People grasp as goods all the fulfillments to which they are naturally inclined. Corresponding to each natural inclination, therefore, is a basic precept of natural law: Such and such a basic human good is to be done and/or pursued, protected, and promoted. These are general determinations of the first principle. In their light we can see why human nature and natural law morality are both stable and changing: stable because they are based on fundamental, unalterable natural inclinations; changing because these potentialities are open to continuing, expanding fulfillment.
But such principles of practical reasoning do not tell us what is morally good. Moral norms are needed to guide choices toward the fulfillment of persons in relation to human goods.
The first principle of morality might best be formulated as follows: In voluntarily acting for human goods and avoiding what is opposed to them, one ought to choose and otherwise will those and only those possibilities whose willing is compatible with a will toward integral human fulfillment. Note that this conceives human goods not simply as diverse fields for possible action, but as together comprising the totality of integral human fulfillment. This avoids subordinating moral reflection to specific objectives; instead, the upright person is to remain open to goods which go beyond his or her present capacity for realizing them in action.

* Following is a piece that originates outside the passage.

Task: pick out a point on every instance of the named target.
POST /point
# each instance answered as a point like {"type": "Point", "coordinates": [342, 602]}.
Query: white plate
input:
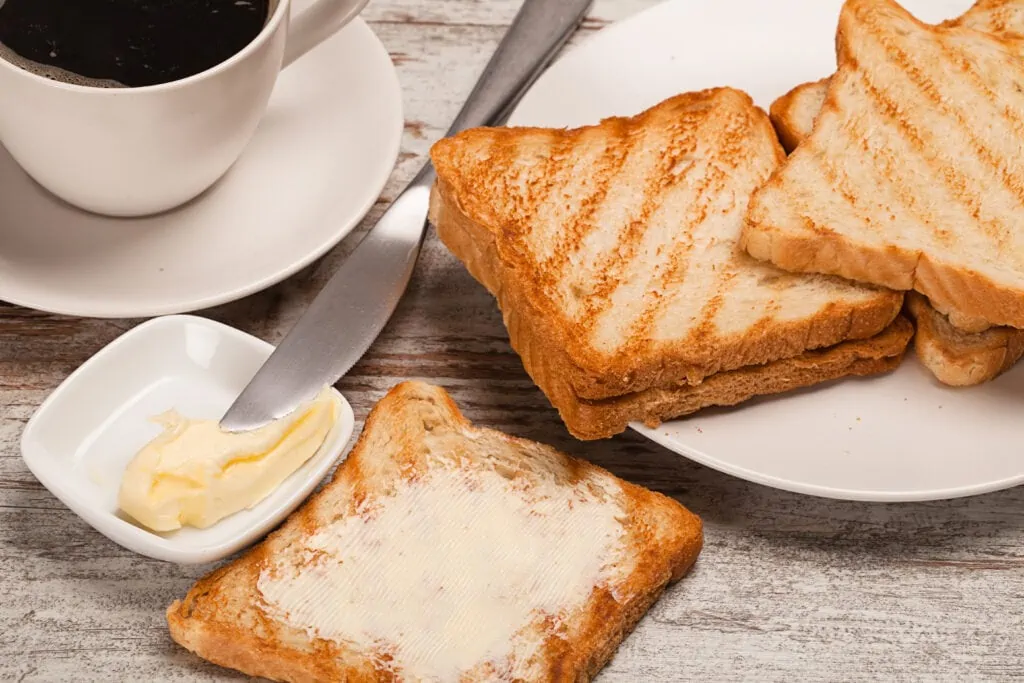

There is also need for intermediate principles of morality, midway between the first principle and the completely specific norms which direct particular choices. These are the modes of responsibility. An example is the principle of fairness or impartiality expressed by the Golden Rule. These modes exclude choices involving various unreasonable (immoral) relationships of willing to the human goods. People who are thinking in a morally sound way commonly take them for granted. But for the most part they have not been systematically discussed up to now, though at one time or another almost every one of them has been mistaken for the first principle of morality.
Scripture and Christian moral teaching do not speak of modes of responsibility but of virtues. However, the virtues do not constitute moral norms distinct from the modes; rather, virtues embody modes. For virtues are aspects of a personality integrated around good commitments, and the latter are choices in accord with the first principle of morality and the modes of responsibility.